Consecration of the cavalry
Nobilis or Miles was an armed soldier who fought on a horse. The knight, who was an aristocratic, a vassal or a noble subject, dedicated himself to the orders of a Master (Senior), a prince or a king, in order to defend his wealth and his lands. The high rank knight administered justice on the vassals, vavaussors and villains of the fief. He defended clerics, monks, defenseless women, orphans, travelers and pilgrims; in exchange he was granted support and fiscal immunity. He might also receive donations and prizes of various amount and nature, such as nobiliary titles, marriage suitable to his rank and lands to rule (*).

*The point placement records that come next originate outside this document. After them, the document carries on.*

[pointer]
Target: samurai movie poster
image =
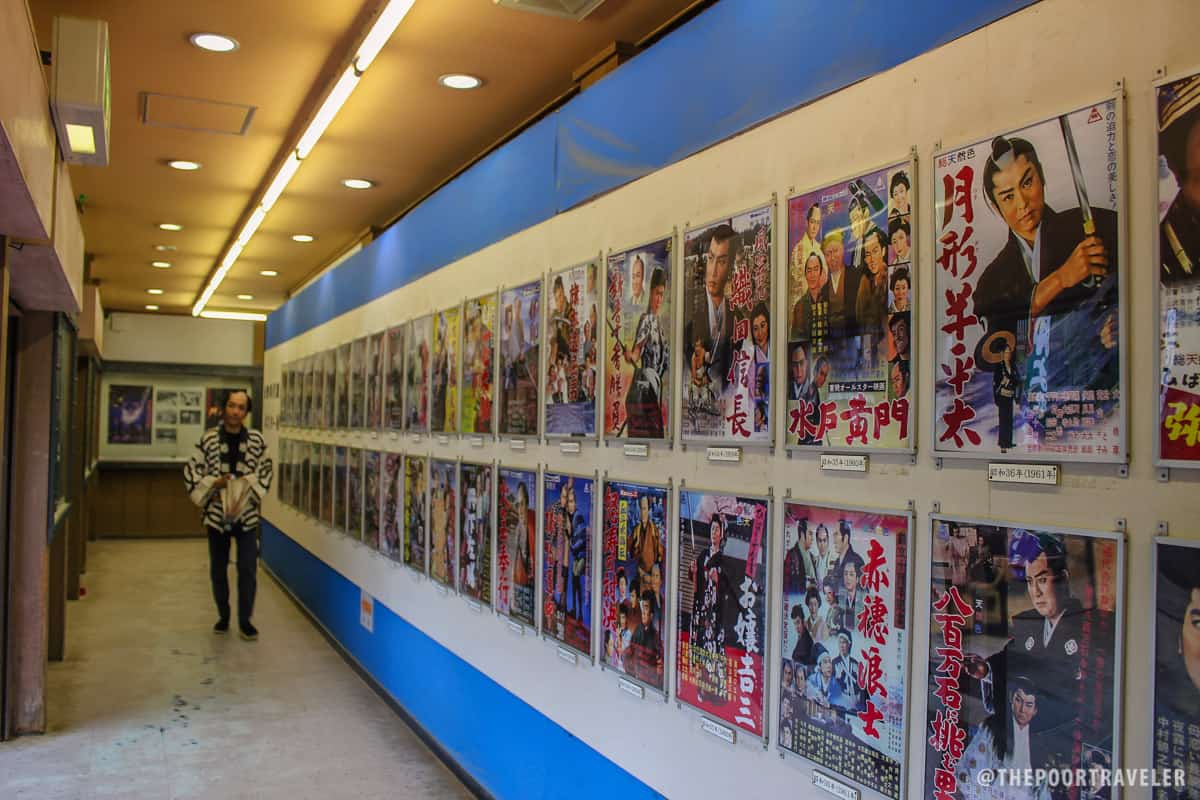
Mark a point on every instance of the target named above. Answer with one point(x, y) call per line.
point(567, 560)
point(1177, 666)
point(358, 382)
point(444, 376)
point(375, 380)
point(726, 334)
point(417, 374)
point(570, 390)
point(633, 600)
point(443, 519)
point(1027, 307)
point(844, 617)
point(354, 493)
point(850, 301)
point(342, 386)
point(372, 474)
point(478, 354)
point(1179, 251)
point(475, 540)
point(520, 331)
point(516, 543)
point(391, 511)
point(130, 415)
point(724, 547)
point(415, 512)
point(637, 358)
point(394, 379)
point(1023, 657)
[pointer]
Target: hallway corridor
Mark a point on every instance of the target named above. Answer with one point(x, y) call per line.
point(151, 704)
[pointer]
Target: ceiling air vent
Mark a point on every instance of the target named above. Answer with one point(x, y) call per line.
point(574, 10)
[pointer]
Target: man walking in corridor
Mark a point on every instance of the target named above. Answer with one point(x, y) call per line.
point(227, 476)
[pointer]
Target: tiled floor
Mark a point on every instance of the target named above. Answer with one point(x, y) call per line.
point(150, 704)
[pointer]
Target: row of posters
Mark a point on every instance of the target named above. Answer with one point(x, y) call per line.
point(1024, 651)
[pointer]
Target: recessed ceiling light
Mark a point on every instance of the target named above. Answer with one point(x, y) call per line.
point(457, 80)
point(214, 42)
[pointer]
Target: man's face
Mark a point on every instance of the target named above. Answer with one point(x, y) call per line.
point(835, 253)
point(1039, 582)
point(717, 268)
point(1025, 708)
point(1189, 637)
point(1020, 196)
point(761, 331)
point(799, 366)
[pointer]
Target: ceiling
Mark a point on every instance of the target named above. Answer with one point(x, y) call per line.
point(400, 128)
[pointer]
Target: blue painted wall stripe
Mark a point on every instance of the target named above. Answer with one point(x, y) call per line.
point(510, 747)
point(736, 65)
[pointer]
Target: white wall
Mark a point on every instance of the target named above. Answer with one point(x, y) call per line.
point(156, 338)
point(1053, 56)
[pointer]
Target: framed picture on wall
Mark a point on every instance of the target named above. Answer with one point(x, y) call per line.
point(633, 581)
point(519, 382)
point(516, 543)
point(1024, 654)
point(845, 611)
point(727, 301)
point(850, 312)
point(723, 548)
point(1177, 102)
point(1027, 263)
point(640, 336)
point(570, 379)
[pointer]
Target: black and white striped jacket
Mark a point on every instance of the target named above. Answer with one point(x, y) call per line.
point(208, 463)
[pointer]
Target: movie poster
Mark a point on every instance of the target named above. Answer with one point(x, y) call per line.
point(1179, 254)
point(478, 354)
point(637, 354)
point(393, 509)
point(567, 587)
point(571, 325)
point(372, 473)
point(375, 382)
point(354, 493)
point(726, 335)
point(474, 566)
point(444, 376)
point(1026, 253)
point(1023, 656)
point(516, 543)
point(342, 371)
point(633, 589)
point(520, 331)
point(1177, 665)
point(394, 383)
point(844, 617)
point(358, 382)
point(850, 308)
point(723, 582)
point(443, 519)
point(417, 374)
point(417, 512)
point(130, 414)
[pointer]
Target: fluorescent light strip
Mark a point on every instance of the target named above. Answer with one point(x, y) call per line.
point(381, 31)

(*) By sovereign appointment the knight received the power of legislator and administrative manager of feudal lands; this title could be transmitted to his heirs.
Cavalry became a restricted military caste not only because of rank reasons.
The costs to equip and arm a soldier were extremely high. It was necessary to buy horses, light and heavy armors, coats of mail, long swords for fighting on horse and short ones for fighting on foot. Everything was meticulously manufactured. Furthermore they needed instruments for the fight such as cuirasses, maces, daggers, war and jousting lances, shields and any other tool required for any kind of military event. To the costs of the arms were added those for ordinary siege and travel equipment, such as harnesses, saddles and saddlecloth, insignia and banners. In the event of camping it was necessary to have tents, furniture, furnishings, utensils and provisions. There was also to consider the staff; squires and servants to be armed and fed. The best knights had also other knights to accompany them and watch their back during the battle. In short, embracing the job of arms for a first knight was a huge financial investment. For this reason many knights were at service of a Master, prince or king.
When the Church made of cavalry an instrument for their own defense and to fight internal and external enemies to the orthodoxy of faith, the initiation of the knight, called investiture , wasn't any more only a military matter.
The Church intervened on the initiatory ceremonial transforming it into consecration; the neophyte was blessed with a sword with a ritual similar to the royal consecration.
The Militi Christi (soldiers of Christ) opened a new chapter in which the chivalrous consecration reached an extraordinary status. The ordination and consecration of priest and knight reached an equal Status.
The constitution of knight-deacons and monks originated the monastic-chivalrous Orders. They spent their lives in the armed defense of the Great Ideal of faith, characterized by courage, altruism and Christian caritas.